Molly Bassett
Chair of Religious Studies, Associate Professor Religious Studies- Education
Ph.D., University of California, Santa Barbara, 2009
M.Div., Harvard University, 2004
B.A., Marshall University, Spanish and Basic Humanities, Classical Studies emphasis, 2001
- Specializations
Mesoamerican Religions: Arts of the Americas: Ritual and the Body; Deities and Death; Creation and Cosmology
- Biography
Dr. Bassett’s scholarship aims at understanding the intersection of religion and the natural world in Aztec and Nahua cultures.
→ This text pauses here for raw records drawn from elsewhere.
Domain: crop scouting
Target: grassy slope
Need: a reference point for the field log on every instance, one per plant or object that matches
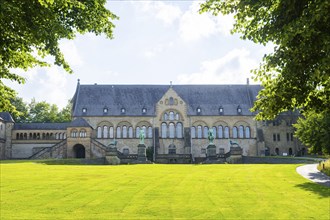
(37, 191)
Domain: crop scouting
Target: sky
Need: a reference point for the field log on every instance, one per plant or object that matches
(155, 42)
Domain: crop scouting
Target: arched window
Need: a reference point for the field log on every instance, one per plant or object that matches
(130, 132)
(164, 130)
(126, 151)
(234, 132)
(144, 128)
(105, 132)
(206, 130)
(149, 132)
(215, 131)
(111, 132)
(179, 130)
(137, 132)
(193, 132)
(199, 131)
(241, 131)
(220, 132)
(171, 116)
(226, 132)
(82, 133)
(124, 131)
(171, 130)
(247, 132)
(74, 133)
(118, 132)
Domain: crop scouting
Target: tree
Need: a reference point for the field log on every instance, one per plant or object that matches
(313, 131)
(21, 114)
(31, 30)
(296, 75)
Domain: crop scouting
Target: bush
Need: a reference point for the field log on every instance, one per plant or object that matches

In her first book, The Fate of Earthly Things: Aztec Gods and God-Bodies (University of Texas Press 2015), she explores concepts of god (teotl) and deity embodiment (teixiptla) in Bernardino de Sahagún’s Florentine Codex (c. 1580). Dr. Bassett argues that the Nahuatl term “teotl” carried a set of five culturally dependent denotations. In addition, particular processes of ritual manufacture, such as the wearing of flayed skin and deity paraphernalia, led to the transformation of ordinary materials, including human beings, into living god-bodies.
Dr. Bassett’s current project investigates the distinction (or lack thereof) between the natural and supernatural worlds through the Florentine Codex’s descriptions of key features of the environment, such as ocelots, poisonous fish, and mountains. In this work, she proposes quimilli, “bundle” as an organizational metaphor for the homologies Nahuas recognize(d) in the super/natural world.
Other recent projects include a co-edited volume, Sainthood and Race: Marked Flesh, Holy Flesh (Routledge 2014), and an article on critical thinking in the study of religions as part of a Wabash Center for Teaching and Learning in Theology and Religious Studies colloquy. Dr. Bassett’s work appears in Material Religion, History of Religions, and Teaching Theology and Religion.